The Spitfire is one class better. It handles well, is light on the controls, faultless in the turn and has a performance approaching that of the Bf 109. As a fighting aircraft, however, it is miserable. A sudden push forward on the stick will cause the Motor to cut; and because the propeller has only two pitch settings (take-off and cruise), in a rapidly changing air combat situation the motor is either overspeeding or else is not being used to the full.”
Lots of variants
24 distinct Supermarine Spitfire marks were manufactured over the years by the British manufacturer.

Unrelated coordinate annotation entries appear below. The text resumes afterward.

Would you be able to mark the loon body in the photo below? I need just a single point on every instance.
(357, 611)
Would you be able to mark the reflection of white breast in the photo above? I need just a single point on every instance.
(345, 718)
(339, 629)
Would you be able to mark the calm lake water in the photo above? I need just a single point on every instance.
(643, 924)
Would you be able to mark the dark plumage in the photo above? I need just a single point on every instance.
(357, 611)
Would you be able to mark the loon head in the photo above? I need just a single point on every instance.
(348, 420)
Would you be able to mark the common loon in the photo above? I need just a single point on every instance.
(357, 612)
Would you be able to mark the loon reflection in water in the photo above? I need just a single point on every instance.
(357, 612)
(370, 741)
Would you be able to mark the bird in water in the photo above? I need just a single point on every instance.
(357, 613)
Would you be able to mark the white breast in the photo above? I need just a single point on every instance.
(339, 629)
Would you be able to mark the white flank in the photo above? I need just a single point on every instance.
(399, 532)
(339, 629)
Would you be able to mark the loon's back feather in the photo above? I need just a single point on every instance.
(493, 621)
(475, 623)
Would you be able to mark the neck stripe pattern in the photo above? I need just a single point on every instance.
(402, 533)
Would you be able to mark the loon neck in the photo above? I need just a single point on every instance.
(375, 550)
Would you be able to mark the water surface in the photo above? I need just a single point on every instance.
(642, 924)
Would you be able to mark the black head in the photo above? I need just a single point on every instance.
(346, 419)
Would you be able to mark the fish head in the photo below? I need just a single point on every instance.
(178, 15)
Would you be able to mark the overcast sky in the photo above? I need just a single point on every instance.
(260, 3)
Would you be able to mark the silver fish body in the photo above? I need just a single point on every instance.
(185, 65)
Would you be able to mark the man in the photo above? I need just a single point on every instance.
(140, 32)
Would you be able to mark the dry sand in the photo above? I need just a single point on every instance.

The final Griffon 61-powered Spitfire Mk. 24 was delivered by Supermarine.
Along with improvements to the standard Spitfire, Supermarine also created aircraft with cameras. Early versions had them mounted in the wings, but the MK. XI and MK. XIX had them mounted in the fuselage. Additionally, the British firm created the Seafire, a Spitfire variant. In order for the Royal Navy to use the fighter from aircraft carriers, the Seafire was created.
It packed a serious punch
The first few Spitfire models were equipped with eight Browning machine guns that fired.303 bullets. Pilots expressed their worries as the war dragged on, though, that machine guns would not be able to pierce the heavy armor of larger aircraft like bombers. The RAF discovered that the guns were inadequate and an upgrade was in order.
RAF fitted the planes with two 20 mm weapons as a result. Four machine guns were replaced by two cannons, making the Spitfire’s weaponry two cannons and four machine guns. The cannons initially had problems, but they ended up being highly effective and useful.
It was used to deliver beer
Wars are complicated; strategy, diplomacy, engineering, and more are involved. Does this mean that the soldiers shouldn’t be able to enjoy some beer while fighting a war? Not according to the British Royal Air force.
On June 6, 1944, the invasion of Normandy began. Allied troops from Britain, Canada, and America landed on the French coast to start the lengthy Battle of Normandy. As expected, the course of the war created some logistical problems when supplying the troops with much-needed supplies. Supplying the soldiers with alcohol wasn’t a priority; the army was understandably not interested in the troops getting drunk at the time of war.
The soldiers realized that no booze would come their way and had to take matters into their own hands. Some military personnel were able to source wine and beer from the locals and would share it with the other soldiers. While this was enough for some, it definitely wouldn’t be enough for all of them.
The Royal Air Force decided to address this issue, but first, they needed a steady supply of beer. Fortunately for them, some British breweries were willing to donate their beer to the troops.
With the booze secured, the RAF needed to deliver it to the frontline. To accomplish this, a modification of the Spitfire MK IX was created bearing the name XXX. It’s a bit of a stretch to call it a modification because the pilots would basically slightly modify the pylons, which were used to carry bombs or fuel tanks to hold beer instead.
The process was pretty straightforward; the fuel tanks would first be steam cleaned, and beer donated by the breweries would be poured into them. The kegs in which the beer came in had the marking XXX. Each of the two tanks had a capacity of 45 gallons, allowing a single spitfire to carry 90 gallons of beer at a time.
You can still fly one
You can still pilot (or copilot) iconic fighters. There are many flying schools that provide us common people the chance to experience what it’s like to pilot the famous Spitfire.
Typically, prices range from £2.500 to more than £10.000, depending on the package you select. Regardless of the cost, we can already assure you that it is worthwhile!